Built in 1833 by Abraham Wagener. Construction took 3 (or 4) years. Placed on the National Register of Historic Places in 1994. The mansion has at various times been a private home, a tourist attraction, used to store grain, housed goats, and suffered years of abandonment and neglect. Area children used to ride bicycles up and down the staircase.
By the turn of the century the house had deteriorated badly. In 1908 William T. Morris bought the house and restored it. As the local newspaper stated at the time, his objective was to “bring as near as possible to original colonial style”. In fact he restored this Greek Revival mansion with Georgian Revival details, which were incorrect for the style. A 1912 Yates county map listed the house location as “Morris Manor”. Morris was a noted corporate executive who bought and sold many companies in the region.
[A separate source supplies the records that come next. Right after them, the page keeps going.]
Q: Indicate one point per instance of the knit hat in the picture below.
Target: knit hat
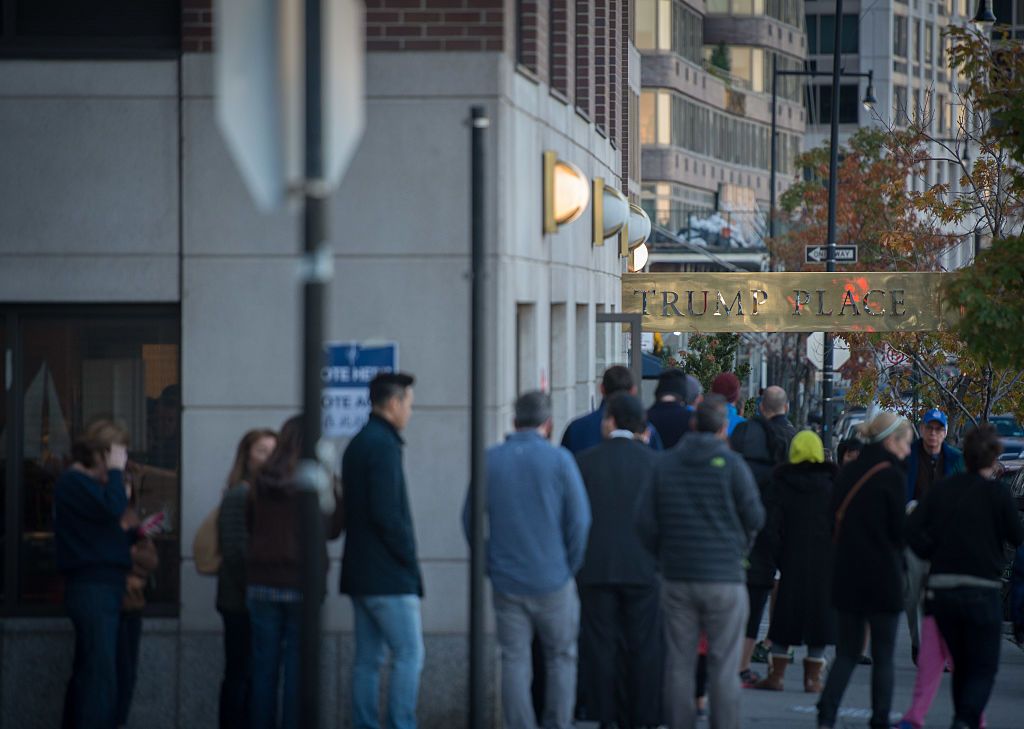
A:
(726, 385)
(806, 447)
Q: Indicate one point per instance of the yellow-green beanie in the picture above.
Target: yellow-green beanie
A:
(807, 447)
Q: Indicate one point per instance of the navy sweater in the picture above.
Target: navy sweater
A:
(90, 544)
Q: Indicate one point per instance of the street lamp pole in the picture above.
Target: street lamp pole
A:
(826, 370)
(868, 102)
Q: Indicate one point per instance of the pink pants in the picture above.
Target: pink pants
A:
(932, 659)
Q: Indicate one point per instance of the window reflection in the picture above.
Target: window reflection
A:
(76, 369)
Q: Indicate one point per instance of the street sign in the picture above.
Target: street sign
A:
(819, 254)
(259, 80)
(816, 350)
(345, 384)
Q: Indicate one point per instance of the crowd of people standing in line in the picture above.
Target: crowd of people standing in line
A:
(630, 568)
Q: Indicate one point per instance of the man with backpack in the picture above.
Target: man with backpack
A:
(764, 443)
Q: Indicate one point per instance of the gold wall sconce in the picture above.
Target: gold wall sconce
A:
(566, 191)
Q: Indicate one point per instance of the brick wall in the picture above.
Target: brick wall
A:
(436, 25)
(562, 51)
(197, 26)
(585, 56)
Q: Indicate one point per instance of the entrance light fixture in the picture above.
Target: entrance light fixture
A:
(638, 258)
(566, 191)
(610, 211)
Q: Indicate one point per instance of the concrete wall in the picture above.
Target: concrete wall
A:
(102, 203)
Morris removed the ca.1870 square cupola and replaced it with an 18th century “widows walk”. He also replaced the original south portico with a larger Georgian Revival portico. Unlike the original, this addition is out of proportion to the building. The original columns were rectangular, but Morris replaced them with Roman Tuscan columns which again are probably not correct. The original pediment featured a round window, which was replaced with a Georgian half-circle with small paned glass.
The property (100 acres) was under consideration for purchase by the state in 1923 for use as a park.